Setelah itu, para jama’ah kembali ke rumah masing-masing melalui jalan yang berbeda untuk merayakan Idulfitri bersama keluarganya, dengan jamuan makan, minum, hiburan, dan bersenang-senang sebagaimana yang dicontohkan oleh Nabi ﷺ. Semuanya tadi melengkapi kebahagiaan mereka di hari besar dan hari fitrah.

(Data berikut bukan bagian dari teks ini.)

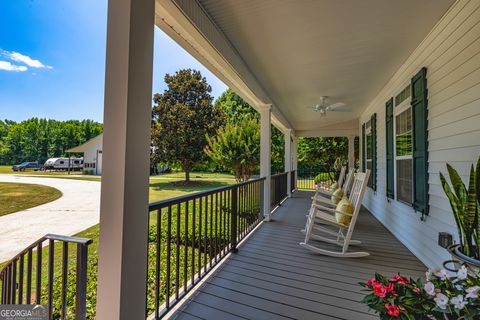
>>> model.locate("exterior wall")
[83,139,103,175]
[360,0,480,267]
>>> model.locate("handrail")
[0,234,92,320]
[145,178,265,319]
[148,177,265,211]
[0,233,93,277]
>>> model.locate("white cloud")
[0,61,28,71]
[0,49,53,69]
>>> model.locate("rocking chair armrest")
[335,210,353,217]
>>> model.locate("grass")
[0,182,62,216]
[0,177,242,319]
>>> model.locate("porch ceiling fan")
[307,96,350,117]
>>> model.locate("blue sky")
[0,0,226,121]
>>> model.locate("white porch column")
[97,0,155,320]
[348,136,355,168]
[284,129,292,197]
[258,105,271,221]
[292,136,298,179]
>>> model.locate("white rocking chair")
[300,170,370,258]
[312,168,355,205]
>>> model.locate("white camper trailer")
[67,134,103,175]
[43,158,83,171]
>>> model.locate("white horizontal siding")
[360,0,480,267]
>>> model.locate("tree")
[215,89,285,173]
[0,118,103,164]
[298,137,348,179]
[205,117,260,182]
[152,69,225,182]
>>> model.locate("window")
[395,105,413,204]
[385,68,429,217]
[362,113,377,191]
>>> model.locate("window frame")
[393,85,415,207]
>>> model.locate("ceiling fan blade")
[329,109,352,112]
[327,102,346,111]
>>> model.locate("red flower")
[385,303,400,317]
[367,278,377,288]
[385,283,397,295]
[389,274,409,285]
[373,283,387,298]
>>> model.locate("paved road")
[0,174,100,262]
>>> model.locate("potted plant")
[440,158,480,271]
[360,266,480,320]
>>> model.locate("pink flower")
[389,274,409,285]
[385,283,397,295]
[385,303,400,317]
[367,278,377,288]
[373,283,387,298]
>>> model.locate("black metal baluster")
[215,192,218,264]
[48,239,55,318]
[183,200,189,292]
[220,190,227,257]
[35,242,42,304]
[175,203,180,300]
[75,243,88,320]
[165,205,172,309]
[209,193,213,269]
[230,187,238,252]
[198,197,205,275]
[62,242,68,320]
[10,260,17,304]
[191,198,197,285]
[26,248,33,304]
[155,209,162,318]
[18,253,25,304]
[203,196,210,272]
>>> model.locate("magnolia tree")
[152,69,225,182]
[205,118,260,182]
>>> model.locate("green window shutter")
[362,123,367,172]
[411,68,428,215]
[385,98,395,199]
[370,113,377,190]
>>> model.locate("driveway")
[0,174,100,262]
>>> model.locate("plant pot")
[447,244,480,274]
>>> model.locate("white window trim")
[393,93,414,208]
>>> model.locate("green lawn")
[0,182,62,216]
[0,177,240,319]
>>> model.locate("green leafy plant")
[440,158,480,259]
[205,118,260,182]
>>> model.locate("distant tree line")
[0,118,103,165]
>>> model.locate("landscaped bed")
[0,182,62,216]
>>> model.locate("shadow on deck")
[172,192,426,320]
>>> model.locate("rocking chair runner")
[300,170,370,258]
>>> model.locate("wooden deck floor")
[171,192,426,320]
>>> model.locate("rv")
[44,158,83,171]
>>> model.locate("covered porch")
[97,0,460,319]
[171,191,426,319]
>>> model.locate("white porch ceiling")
[157,0,454,135]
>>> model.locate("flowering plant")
[360,267,480,320]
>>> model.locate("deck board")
[171,192,426,320]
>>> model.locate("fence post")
[230,186,238,253]
[75,243,88,320]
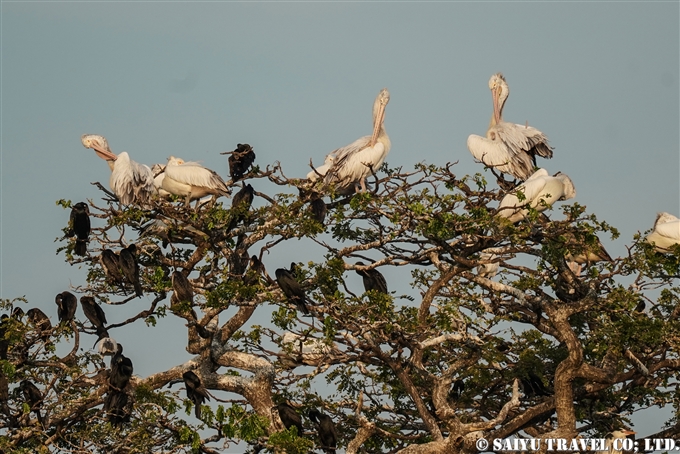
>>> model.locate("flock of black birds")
[274,402,339,454]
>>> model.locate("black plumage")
[356,262,389,294]
[54,292,78,323]
[172,271,194,304]
[182,370,210,419]
[276,268,309,314]
[119,243,144,296]
[12,306,24,321]
[275,403,302,437]
[227,184,255,230]
[19,380,43,425]
[309,197,328,225]
[109,344,133,391]
[68,202,90,256]
[26,307,52,342]
[229,143,255,183]
[99,249,124,285]
[449,379,465,400]
[80,296,109,338]
[104,389,130,427]
[0,314,9,359]
[307,409,338,454]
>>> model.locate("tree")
[0,160,680,453]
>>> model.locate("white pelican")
[279,332,332,368]
[151,164,172,197]
[498,169,576,223]
[645,212,680,252]
[162,156,231,205]
[307,88,391,191]
[468,73,552,180]
[80,134,154,205]
[477,251,500,279]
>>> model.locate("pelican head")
[370,88,390,146]
[80,134,118,161]
[489,73,510,124]
[554,172,576,200]
[168,156,184,166]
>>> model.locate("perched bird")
[26,307,52,342]
[151,164,172,197]
[80,296,109,337]
[307,88,391,192]
[68,202,90,256]
[645,212,680,252]
[498,169,576,223]
[104,389,130,427]
[309,196,328,225]
[356,262,389,294]
[99,249,124,286]
[275,402,303,437]
[597,429,637,454]
[449,379,465,400]
[0,314,9,359]
[227,184,255,230]
[96,336,118,356]
[172,271,194,304]
[109,344,133,391]
[477,251,500,279]
[119,243,144,296]
[182,370,210,419]
[278,332,332,368]
[54,292,78,323]
[19,380,43,425]
[162,156,231,205]
[307,409,338,454]
[80,134,156,205]
[221,143,255,183]
[276,268,309,314]
[467,73,553,180]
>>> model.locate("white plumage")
[307,88,391,192]
[477,251,500,279]
[645,212,680,252]
[498,169,576,223]
[467,73,552,180]
[161,156,230,204]
[279,333,332,367]
[80,134,155,205]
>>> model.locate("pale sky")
[0,1,680,440]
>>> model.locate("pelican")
[476,251,500,279]
[645,212,680,252]
[467,73,552,180]
[498,169,576,223]
[279,332,332,368]
[307,88,391,192]
[80,134,155,205]
[151,164,172,198]
[162,156,231,205]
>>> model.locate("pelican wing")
[165,161,229,194]
[467,134,534,180]
[502,122,552,158]
[109,152,155,205]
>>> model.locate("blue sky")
[0,2,680,440]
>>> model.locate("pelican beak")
[491,85,501,124]
[91,144,118,161]
[369,103,385,147]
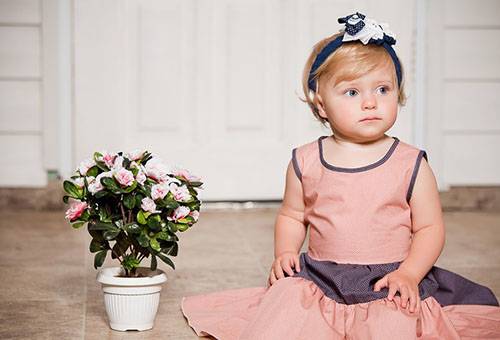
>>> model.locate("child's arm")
[374,159,445,312]
[274,162,306,258]
[400,159,445,282]
[268,162,306,285]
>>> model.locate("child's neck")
[331,133,391,149]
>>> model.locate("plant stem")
[119,201,127,225]
[111,248,123,264]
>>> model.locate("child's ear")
[313,92,328,119]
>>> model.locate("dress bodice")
[292,136,426,264]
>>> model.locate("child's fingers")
[373,275,387,292]
[399,286,409,308]
[274,261,285,280]
[283,260,294,276]
[294,256,300,273]
[410,290,418,313]
[269,268,278,284]
[387,283,398,301]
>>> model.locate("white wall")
[0,0,47,186]
[0,0,500,199]
[426,0,500,186]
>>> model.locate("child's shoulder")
[397,139,427,164]
[292,136,428,163]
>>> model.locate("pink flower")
[125,150,144,161]
[151,184,169,200]
[167,206,191,222]
[135,170,146,185]
[145,157,170,182]
[114,168,134,187]
[87,171,113,195]
[111,156,123,170]
[66,201,88,222]
[189,210,200,222]
[78,158,95,176]
[73,176,85,188]
[141,197,161,214]
[99,151,118,169]
[170,183,191,202]
[173,169,201,182]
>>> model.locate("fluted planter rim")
[97,267,167,286]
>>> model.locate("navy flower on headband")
[307,12,403,91]
[338,12,396,45]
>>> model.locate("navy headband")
[308,12,402,91]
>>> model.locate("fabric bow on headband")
[308,12,402,91]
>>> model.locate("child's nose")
[362,95,377,110]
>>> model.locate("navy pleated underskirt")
[286,253,498,306]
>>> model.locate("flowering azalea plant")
[63,151,203,277]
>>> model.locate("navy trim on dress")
[292,148,302,182]
[406,150,429,203]
[318,136,399,172]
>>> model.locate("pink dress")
[182,136,500,340]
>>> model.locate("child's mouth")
[360,117,382,122]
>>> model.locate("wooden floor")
[0,209,500,339]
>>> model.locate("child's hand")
[373,269,420,313]
[267,251,300,286]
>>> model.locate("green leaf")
[94,250,108,269]
[160,253,175,269]
[89,222,117,230]
[167,221,177,233]
[177,216,194,224]
[137,210,147,224]
[71,222,87,229]
[156,231,174,241]
[149,238,161,251]
[113,233,130,257]
[89,238,108,253]
[137,231,149,248]
[161,242,179,256]
[135,193,144,209]
[63,181,82,199]
[122,255,141,270]
[101,177,121,193]
[121,181,137,193]
[99,207,111,222]
[94,190,108,199]
[149,254,158,270]
[148,215,161,231]
[123,195,135,209]
[123,222,141,234]
[87,165,99,177]
[102,229,121,241]
[176,223,189,232]
[94,152,102,162]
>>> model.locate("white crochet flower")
[342,16,396,45]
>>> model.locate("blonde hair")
[301,33,406,125]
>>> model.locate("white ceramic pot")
[97,267,167,331]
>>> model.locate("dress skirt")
[182,253,500,340]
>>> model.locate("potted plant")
[63,151,203,331]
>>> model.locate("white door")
[74,0,412,200]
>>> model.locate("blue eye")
[344,90,358,97]
[377,86,389,94]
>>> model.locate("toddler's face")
[317,64,398,142]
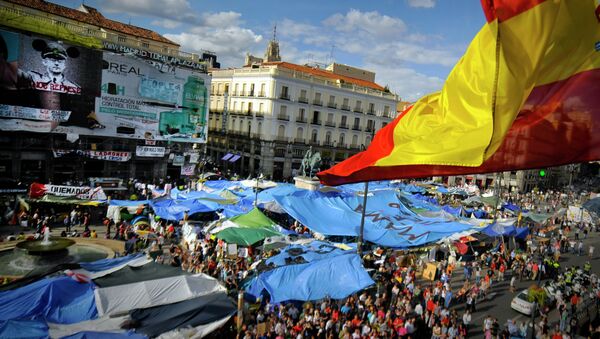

Sebagaimana sunah Nabi ﷺ, begitulah Hari Raya yang akan dirayakan oleh umat Islam di dalam negara Khilafah. Dimulai sejak menjelang malam tanggal 29 Ramadan, Negara Khilafah akan melakukan rukyatul hilal. Negara juga mendorong umat Islam untuk melakukan hal yang sama. Karena ini hukumnya fardu kifayah. Jika malam itu hilal ditemukan, lalu diambil sumpah hingga sah, maka khalifah akan mengumumkan istbat 1 Syawal jatuh besoknya. Jika tidak, maka hitungan Ramadan disempurnakan, sehingga ditetapkan 1 Syawal jatuh esok lusanya.
Di malam Hari Raya, khalifah pun menyampaikan pidatonya kepada seluruh rakyat Negara Khilafah untuk mengucapkan selamat dan doa, dengan mengingatkan sunah Rasulullah ﷺ seputar Hari Raya, dan bagaimana mestinya mereka merayakannya. Memperbanyak takbir untuk mengagungkan asma Allah. Mengingatkan kaum Muslim untuk menunaikan zakat fitrah untuk diberikan kepada fakir dan miskin di sekitar mereka. Mengajak seluruh umat Islam berbondong-bondong ke tempat shalat untuk menunaikan shalat Idulfitri. Bagi kaum perempuan yang tidak bisa keluar rumah karena tidak mempunyai jilbab, maka diserukan bagi saudaranya untuk meminjaminya.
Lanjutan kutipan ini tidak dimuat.